Drug development is a critical endeavor within the pharmaceutical sector.
Integrating computational approaches has significantly reduced both the time and costs
associated with discovering new drugs. This chapter starts by highlighting the pivotal
role of multiscale molecular simulations in determining drug-binding sites on target
macromolecules and elucidating the mechanisms underlying drug actions. It then
delves into molecular dynamics (MD) simulation methods, focusing on drug design
strategies based on structure and ligand considerations. Additionally, the chapter
explores the development of advanced analysis tools and the integration of machine
learning techniques, which collectively enhance the efficiency of the drug discovery
process. Traditional MD analysis methods, such as root mean square deviation
(RMSD) of backbone atoms, root mean square fluctuation (RMSF), radius of gyration,
and interaction analyses, are extensively used to monitor structural changes and
convergence during simulations. Beyond these, newer trajectory mapping methods
offer intuitive and conclusive ways to visualize protein simulations by plotting the
protein's backbone movements as heat maps. Molecular dynamics simulations utilize
physical algorithms to model chemical systems and compute atomic and molecular
properties. In drug design and discovery, computational chemistry methods are
employed to predict mechanisms such as drug binding to targets and the chemical
properties of potential drug candidates.

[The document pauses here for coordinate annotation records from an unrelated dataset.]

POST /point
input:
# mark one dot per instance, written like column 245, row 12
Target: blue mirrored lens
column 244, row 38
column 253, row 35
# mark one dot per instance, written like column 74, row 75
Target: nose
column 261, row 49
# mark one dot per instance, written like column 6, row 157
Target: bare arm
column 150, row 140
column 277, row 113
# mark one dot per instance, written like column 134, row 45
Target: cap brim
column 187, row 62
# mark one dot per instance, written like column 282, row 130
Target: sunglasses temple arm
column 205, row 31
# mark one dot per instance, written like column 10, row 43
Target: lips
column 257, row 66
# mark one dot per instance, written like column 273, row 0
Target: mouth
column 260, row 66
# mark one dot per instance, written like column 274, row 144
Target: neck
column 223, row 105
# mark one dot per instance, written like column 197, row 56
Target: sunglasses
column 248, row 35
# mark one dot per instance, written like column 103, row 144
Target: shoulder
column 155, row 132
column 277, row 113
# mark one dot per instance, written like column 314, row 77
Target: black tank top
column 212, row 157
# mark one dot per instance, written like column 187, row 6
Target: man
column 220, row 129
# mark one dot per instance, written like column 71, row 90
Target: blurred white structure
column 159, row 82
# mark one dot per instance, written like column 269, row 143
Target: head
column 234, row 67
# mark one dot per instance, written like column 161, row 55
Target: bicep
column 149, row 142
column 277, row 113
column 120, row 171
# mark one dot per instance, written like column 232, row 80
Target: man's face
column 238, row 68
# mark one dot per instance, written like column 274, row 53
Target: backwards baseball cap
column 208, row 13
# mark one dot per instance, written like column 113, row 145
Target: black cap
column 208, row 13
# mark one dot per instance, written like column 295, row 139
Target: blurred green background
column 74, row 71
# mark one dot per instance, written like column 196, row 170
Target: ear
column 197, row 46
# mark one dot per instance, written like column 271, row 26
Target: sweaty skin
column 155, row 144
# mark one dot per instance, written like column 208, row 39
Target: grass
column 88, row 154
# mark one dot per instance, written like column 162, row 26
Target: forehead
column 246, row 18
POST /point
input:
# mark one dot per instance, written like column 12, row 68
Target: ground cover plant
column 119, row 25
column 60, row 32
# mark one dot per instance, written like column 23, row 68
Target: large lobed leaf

The combined use of traditional and novel
analysis methods is anticipated to have wide applications in deriving meaningful
insights from protein MD simulations across fields like structural biology,
biochemistry, and pharmaceutical research. The chapter concludes with several case
studies and success stories demonstrating the application of MD simulations as a
powerful computer-aided drug discovery tool in diabetes and Alzheimer's treatments.Highlighted examples include achievements in anticancer, antibacterial, antileishmaniasis, and antiviral drug design, showcasing the impact of in silico drug design
in developing innovative therapies.
Keywords: Alzheimer's disease , Anticancer, Antimicrobial, Drug discovery, In silico drug design, MD simulations.